1 Temmuz 2008 Salı

Kantinde Çay Beş Yüz Bin Olmuş!

Müziğin sesi o kadar kısık ki, yan odadan gelen horlama sesini bile bastıramıyor. Bilgisayarın klavyesini bile aydınlatmayan ışığın altından kaplumbağaların sesi geliyor. Tıkır tıkır kabuklar akvaryumun camına vuruyor, müzik onu bile bastıramayacak kadar kısık.

Şimdi uyusam beş saat sonra kalkmam lazım. Ama uyumak hiç kolay değil, öncesinde yapılacak çok iş var. Pis işler, ama birinin yapması lazım. Lavaboya kan tükürürken düşündüm; diş fırçalamak dünyanın en ağır işi.
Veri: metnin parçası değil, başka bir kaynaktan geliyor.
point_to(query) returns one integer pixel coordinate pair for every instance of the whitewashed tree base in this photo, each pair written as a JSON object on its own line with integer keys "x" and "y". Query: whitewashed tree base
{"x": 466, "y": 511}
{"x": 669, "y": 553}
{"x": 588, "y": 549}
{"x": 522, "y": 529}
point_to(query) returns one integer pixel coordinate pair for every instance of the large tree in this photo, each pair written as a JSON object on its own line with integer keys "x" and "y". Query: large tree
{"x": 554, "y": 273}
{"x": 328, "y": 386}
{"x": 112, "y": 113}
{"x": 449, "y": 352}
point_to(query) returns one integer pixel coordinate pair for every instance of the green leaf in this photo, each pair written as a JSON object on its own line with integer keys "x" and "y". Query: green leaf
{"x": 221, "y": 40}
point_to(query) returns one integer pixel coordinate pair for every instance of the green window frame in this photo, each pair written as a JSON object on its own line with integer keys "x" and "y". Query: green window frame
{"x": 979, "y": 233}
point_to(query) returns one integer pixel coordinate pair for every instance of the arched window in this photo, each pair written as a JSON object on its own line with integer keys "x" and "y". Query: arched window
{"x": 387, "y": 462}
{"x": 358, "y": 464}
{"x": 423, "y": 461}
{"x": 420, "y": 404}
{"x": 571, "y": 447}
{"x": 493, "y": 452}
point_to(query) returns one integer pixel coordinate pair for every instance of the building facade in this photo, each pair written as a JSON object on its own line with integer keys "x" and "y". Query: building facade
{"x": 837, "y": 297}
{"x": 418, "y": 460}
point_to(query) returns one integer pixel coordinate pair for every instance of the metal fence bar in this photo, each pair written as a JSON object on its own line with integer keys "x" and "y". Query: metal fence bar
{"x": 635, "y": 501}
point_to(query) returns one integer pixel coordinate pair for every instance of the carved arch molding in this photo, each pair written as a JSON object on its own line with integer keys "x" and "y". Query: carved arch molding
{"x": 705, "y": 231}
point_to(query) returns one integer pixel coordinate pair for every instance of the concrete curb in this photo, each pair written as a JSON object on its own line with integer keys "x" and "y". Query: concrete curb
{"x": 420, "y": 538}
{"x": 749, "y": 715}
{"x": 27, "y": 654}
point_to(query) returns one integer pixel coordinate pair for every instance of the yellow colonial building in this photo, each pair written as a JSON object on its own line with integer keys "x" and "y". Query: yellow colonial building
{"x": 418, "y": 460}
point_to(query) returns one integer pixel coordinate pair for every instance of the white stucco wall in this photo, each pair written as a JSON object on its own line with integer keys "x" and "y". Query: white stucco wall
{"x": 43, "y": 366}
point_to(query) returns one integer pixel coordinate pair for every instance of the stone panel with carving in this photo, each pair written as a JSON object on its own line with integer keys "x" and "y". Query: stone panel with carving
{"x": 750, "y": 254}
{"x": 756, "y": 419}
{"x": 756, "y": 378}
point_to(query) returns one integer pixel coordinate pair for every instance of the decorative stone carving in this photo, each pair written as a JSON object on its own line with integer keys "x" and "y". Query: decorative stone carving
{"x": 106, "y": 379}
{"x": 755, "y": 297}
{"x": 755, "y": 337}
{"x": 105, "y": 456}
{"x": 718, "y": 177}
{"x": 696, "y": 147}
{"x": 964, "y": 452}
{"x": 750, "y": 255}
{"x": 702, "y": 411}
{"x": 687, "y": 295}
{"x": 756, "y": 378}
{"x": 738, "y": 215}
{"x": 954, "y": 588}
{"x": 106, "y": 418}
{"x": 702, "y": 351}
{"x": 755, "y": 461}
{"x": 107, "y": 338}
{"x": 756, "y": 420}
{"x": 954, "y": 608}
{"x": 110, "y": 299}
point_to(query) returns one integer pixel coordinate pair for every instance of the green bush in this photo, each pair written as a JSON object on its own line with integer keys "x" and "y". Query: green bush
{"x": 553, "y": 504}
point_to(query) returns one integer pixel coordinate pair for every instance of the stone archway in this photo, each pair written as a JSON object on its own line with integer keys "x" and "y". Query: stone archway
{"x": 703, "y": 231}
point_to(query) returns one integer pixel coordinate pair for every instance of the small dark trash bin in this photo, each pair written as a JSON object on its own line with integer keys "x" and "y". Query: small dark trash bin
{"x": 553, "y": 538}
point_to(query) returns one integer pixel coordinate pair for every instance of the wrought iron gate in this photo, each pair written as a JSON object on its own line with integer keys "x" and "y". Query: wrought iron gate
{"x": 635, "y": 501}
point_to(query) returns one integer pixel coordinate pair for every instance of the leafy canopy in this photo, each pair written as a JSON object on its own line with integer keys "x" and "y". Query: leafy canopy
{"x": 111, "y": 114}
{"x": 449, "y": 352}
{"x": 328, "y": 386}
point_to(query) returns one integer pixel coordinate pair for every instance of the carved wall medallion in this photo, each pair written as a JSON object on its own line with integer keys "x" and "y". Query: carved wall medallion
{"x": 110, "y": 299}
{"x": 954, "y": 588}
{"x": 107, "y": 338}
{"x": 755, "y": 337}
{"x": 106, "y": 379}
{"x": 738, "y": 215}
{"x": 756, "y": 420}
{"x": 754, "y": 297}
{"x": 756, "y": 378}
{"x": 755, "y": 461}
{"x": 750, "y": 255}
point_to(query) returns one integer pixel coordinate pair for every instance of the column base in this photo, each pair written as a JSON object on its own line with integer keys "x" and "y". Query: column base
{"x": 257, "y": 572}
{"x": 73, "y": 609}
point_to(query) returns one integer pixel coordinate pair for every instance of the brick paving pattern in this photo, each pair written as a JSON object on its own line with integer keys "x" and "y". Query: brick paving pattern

Sendikasını falan kurmak lazım, haftada en az bir gün tatil olmalı.

Yepyeni telefonun saati çalmadı ama onun çalmayacağını bildiğim için kurduğum, denize düşmek, barda unutulmak, bir yere yetişmek için hızlı hızlı yürürken cebimden düşüp, yere düşmeden adımıma çarpıp takla ata ata yuvarlanıp beton bahçe duvarına çarpmak dahil çeşitli badireler atlatmış on yıllık ilk cep telefonumun saati çaldı. “Ne varsa eskilerde var!” “Led-Zeppelin’den sonra iyi grup çıkmadı!” ve “Kahrolsun kapitalizm!” nidalarıyla yataktan çıktım.
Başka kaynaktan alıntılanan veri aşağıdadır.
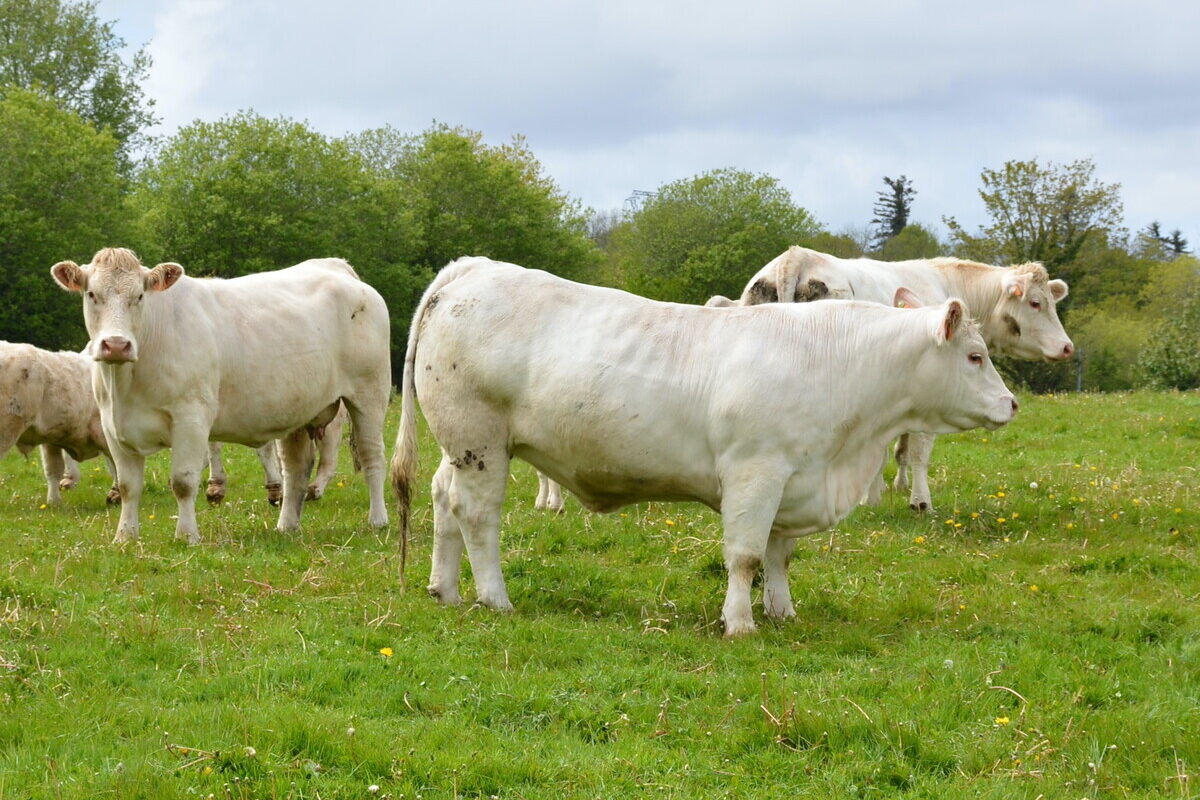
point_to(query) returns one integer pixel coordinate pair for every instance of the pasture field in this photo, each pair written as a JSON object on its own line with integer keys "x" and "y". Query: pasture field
{"x": 1038, "y": 636}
Saat 9.30. Okulun resmi başlama saati. Şu an yola çıksam bir saat gecikeceğim. Ama önce lavaboya kan tükürmek falan gibi işlerim var. Şimdi yatsam öğleden sonra mı gitsem? Nasıl olsa ders sekiz saat. Ama kesin hoca erken kaçacak, öğleden sonra gelen öğrenci tüm gün yok sayılacak. Hiç mi gitmesem? İnsan vücudunu uyumak zorunda bırakan zihniyeti kınıyorum.

Uyku çekimi o kadar güçlüydü ki hemen bir şey yapmam gerekiyordu. Güne bir gazla başlamak için Gündoğdu marşını söylemeye karar verdim ama evdeki herkes uyuduğu için dışarı çıkıp aşağı indim. Soğuğu yiyince marşa gerek kalmadı. Hemen tekrar yukarı çıkıp cüzdanımı aldım, balkondan dışarı “seni yeneceğim İstanbul” deyip evden çıktım.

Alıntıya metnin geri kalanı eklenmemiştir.